# Enumerating Regular Expressions

Tim Chase python.list at tim.thechases.com
Tue May 9 14:07:16 CEST 2006

> Why are people getting stuck on infinite regular
> languages?  I've made it quite clear that I'm only really
>  interested in doing this for finite languages, but that
> shouldn't matter anyway.

The power of regular expressions is that they define a
consice means to encapsulate an infinite number of inputs.
If you're not tapping this power, the general wisdom is to
not use regular expressions.

That said, unless you can ensure you don't have an infinite
grammer (in particular, no asterisks or plus-signs or
unbounded ranges like "{4,}"), you then have the problem of
how to navigate that infinite set.

Taking for example the most common/simple regexp:

".*"

That matches any and every string.  There's a whole library
of Congress for which every written work will match that
string.  It sounds a lot like Jorge Luis Borges's 1956 "The
Library of Babel".

Do you begin searching depth-first with "a" and then "aa"
and then "aaa"?  Or do you begin breadth-first with "a",
then "b"...then "z", then "aa", "ab", ...?  Depth-first is
far more efficient when searching a branching set of data,
but when you have infinite depth, it will take a while ;)
Alternatively, you can use some sort of iterative-deepening
search which puts an increasing bound on how deep the
depth-first search will go before giving up for that
particular iteration.  Googling on "iteritave deepening"
should bring back some ideas for that one.

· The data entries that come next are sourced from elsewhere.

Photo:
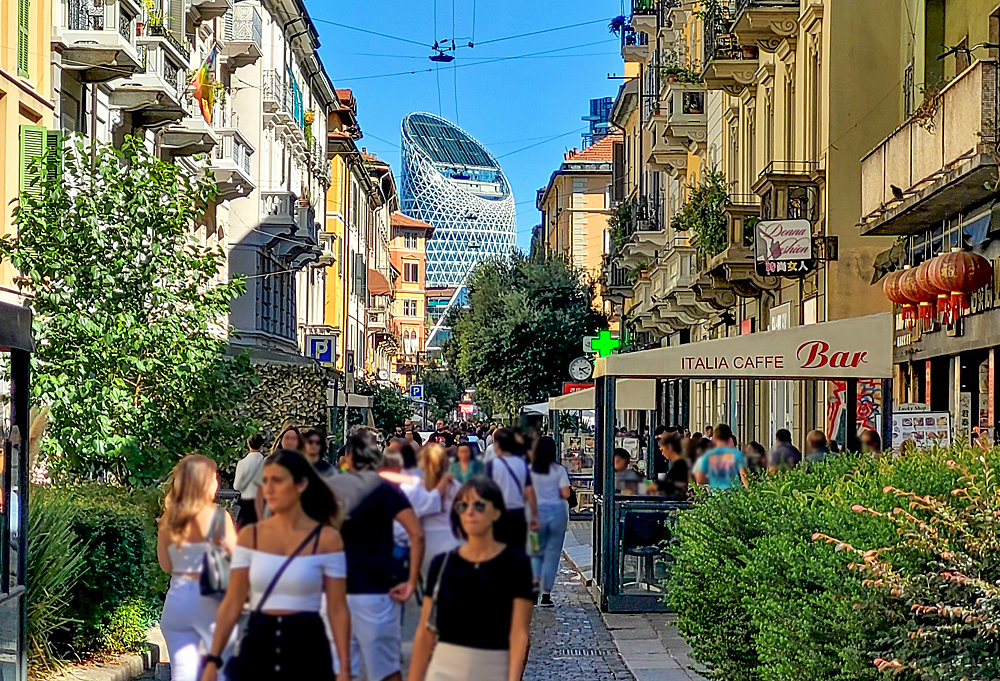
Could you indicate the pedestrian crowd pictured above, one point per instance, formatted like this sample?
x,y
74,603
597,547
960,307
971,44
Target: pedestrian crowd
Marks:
x,y
311,579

If you truely have a finite grammer, it would be feasible to
write some sort of parser, ugly as it might be.  As a first
pass, I'd have my parser emit python code to write N nested
loops to try each combination of each element, so something like

"[a-zA-Z_][a-zA-Z0-9_]"

became something like

def tries():
s1 = set(range(ord('a'),ord('z')+1))
s2 = set(range(ord('a'),ord('z')+1))
for a1 in s1:
for a2 in s2:
yield "%s%s" % (chr(a1), chr(a2))

Thus, the input regexp would generate python code that you
could then include in your project.  Ugly, but a possible
solution.  There are lots of peculiarities though that would
need to be handled.  Branching, escaped characters in
character sets (well, escaping in general is a headache).

An alternative might be brute-forcing your regexp:

for a1 in range(0,256):
for a2 in range(0,256):
s = "%s%s" % (chr(a1),chr(a2))
m = re.match(s)
if m:
yield s

nested to however deep you're interested in.

All will be slow.  All are pretty ugly.

-tkc